Museu do Meio Ambiente, no Rio de Janeiro (Foto: Leo Martins / Agência O Globo)

Recuada a ideia de tornar Museu do Meio Ambiente em hotel luxuoso?

Em foco nas últimas semanas, o plano seria converter o espaço carioca em um hotel-boutique. Após fortes ondas contrárias, Ministro do Meio Ambiente do Brasil sugere retração do projeto, que pode ser descartado

O Museu do Meio Ambiente, localizado no Jardim Botânico do Rio de Janeiro (JBRJ), desde o último dia 30 de novembro ocupa os principais veículos de mídia a partir do anúncio de uma possível modificação em seu uso – as instalações que hoje dão lugar a projetos museográficos totalmente dedicados à temática socioambiental poderiam ser concessionadas à iniciativa privada para ali se estabelecer um novo “hotel-boutique”.

Segundo o que aponta Lauro Jardim, colunista do jornal O Globo, na própria segunda-feira (30) o Ministro do Meio Ambiente do Brasil, Ricardo Salles, haveria visitado o local para estudar possíveis parcerias. Em nota emitida após uma semana, ou seja 7 de dezembro, o Ministério admitiu intenção de conceder a construção histórica, datada do final do século XIX, à iniciativa privada.

“O projeto de concessão do espaço ainda está em fase de análise e estudos. (…) A Administração do JBRJ tem buscado soluções para a gestão eficiente dos seus espaços, alguns muito onerosos e subutilizados. A participação da iniciativa privada, especialmente no corredor cultural, tem muito potencial”, cita a nota.
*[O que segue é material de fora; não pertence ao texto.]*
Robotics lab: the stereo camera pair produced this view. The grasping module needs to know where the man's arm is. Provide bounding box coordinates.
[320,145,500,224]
Sabe-se que, na origem, o plano também intentava, em segundo momento, conceder outros prédios históricos do Jardim Botânico à administração e operação privadas para, possivelmente, também passarem a funcionar como novos hotéis.

Após o anúncio, uma ampla mobilização civil contrária à ação organizou-se em prol à preservação dos valores históricos e científicos do espaço contando com, dentre outras ações, um abaixo-assinado on-line na tentativa de barrar o intento.
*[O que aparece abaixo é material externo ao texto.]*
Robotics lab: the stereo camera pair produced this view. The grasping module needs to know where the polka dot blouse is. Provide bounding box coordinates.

O Museu do Meio Ambiente abriga exposições, palestras e eventos relacionados à causa ambiental e à pesquisa sobre a natureza, fauna e flora. (…) Não podemos permitir que este espaço público seja oferecido à iniciativa privada e transformado em lazer para poucos. O Museu do Meio Ambiente é de todos e assim deve permanecer”, justifica o pedido.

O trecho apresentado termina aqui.